The pan-European Stoxx 600 index fell by 23.03% in its first quarter. Spain’s IBEX 35 and Italy’s FTSE MIB also recorded its worst quarter, dropping 28.94% and 27.46%, respectively.
Analysts say that fiscal stimulus may not be enough
After the European Central Bank (ECB) launched its US$823 billion [AU$1.3 trillion] coronavirus stimulus package last month, investors and analysts are observing the implications that the package will have in the next couple of weeks.
Charalambos Pissouros, a senior market analyst at JFD Group, was against fiscal stimulus measures as he reports:
“In order to change our view, a vaccine has to be ready for distribution, and the vaccine, in this case, is not fiscal spending, neither monetary policy easing.”
Amit Lodha, a portfolio manager of Fidelity International Equities, says investors could be whipsawed by the market volatility.
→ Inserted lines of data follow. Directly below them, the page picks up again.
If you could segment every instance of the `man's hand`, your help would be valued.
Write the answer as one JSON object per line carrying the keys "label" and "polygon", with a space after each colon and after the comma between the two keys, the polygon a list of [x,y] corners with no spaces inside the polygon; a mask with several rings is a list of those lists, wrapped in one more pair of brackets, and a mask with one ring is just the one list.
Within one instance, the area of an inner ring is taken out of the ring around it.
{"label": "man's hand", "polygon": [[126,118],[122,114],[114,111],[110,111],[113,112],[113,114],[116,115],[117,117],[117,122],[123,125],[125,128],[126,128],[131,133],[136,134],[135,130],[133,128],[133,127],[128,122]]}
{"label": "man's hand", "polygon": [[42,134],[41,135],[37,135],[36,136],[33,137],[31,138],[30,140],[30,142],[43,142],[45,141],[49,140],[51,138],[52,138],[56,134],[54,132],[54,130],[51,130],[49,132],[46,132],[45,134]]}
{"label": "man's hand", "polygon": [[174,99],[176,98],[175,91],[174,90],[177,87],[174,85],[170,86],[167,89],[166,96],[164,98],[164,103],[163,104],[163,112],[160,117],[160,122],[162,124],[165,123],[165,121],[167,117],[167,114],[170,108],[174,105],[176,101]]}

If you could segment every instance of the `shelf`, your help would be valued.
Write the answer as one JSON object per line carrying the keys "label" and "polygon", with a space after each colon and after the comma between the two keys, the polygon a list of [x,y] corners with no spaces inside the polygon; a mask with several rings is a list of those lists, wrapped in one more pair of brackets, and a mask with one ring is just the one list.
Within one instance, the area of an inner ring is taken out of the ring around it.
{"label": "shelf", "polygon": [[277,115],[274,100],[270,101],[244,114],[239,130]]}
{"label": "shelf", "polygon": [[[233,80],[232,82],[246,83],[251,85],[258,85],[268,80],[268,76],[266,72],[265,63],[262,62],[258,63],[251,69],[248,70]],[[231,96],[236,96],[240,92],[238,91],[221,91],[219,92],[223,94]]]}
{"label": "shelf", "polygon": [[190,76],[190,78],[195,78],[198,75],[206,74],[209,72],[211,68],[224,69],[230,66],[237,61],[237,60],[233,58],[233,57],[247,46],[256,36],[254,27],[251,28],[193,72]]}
On March 31, he said on a note:
“Medium- to long-term, when the picture stabilizes, we may find ourselves in an environment similar to that in 2009 […] In that recovery, the best thing to do was to sell everything that had been defensive in 2008 — good quality companies with low leverage — and buy everything cyclical that had survived.”
He also cites a possible repeat of a U.S. initiative called the Marshall Plan, which designs to assist in reviving the European economy after the Second World War.
The only way for the world markets to go back on track is if a cure for the coronavirus is found soon.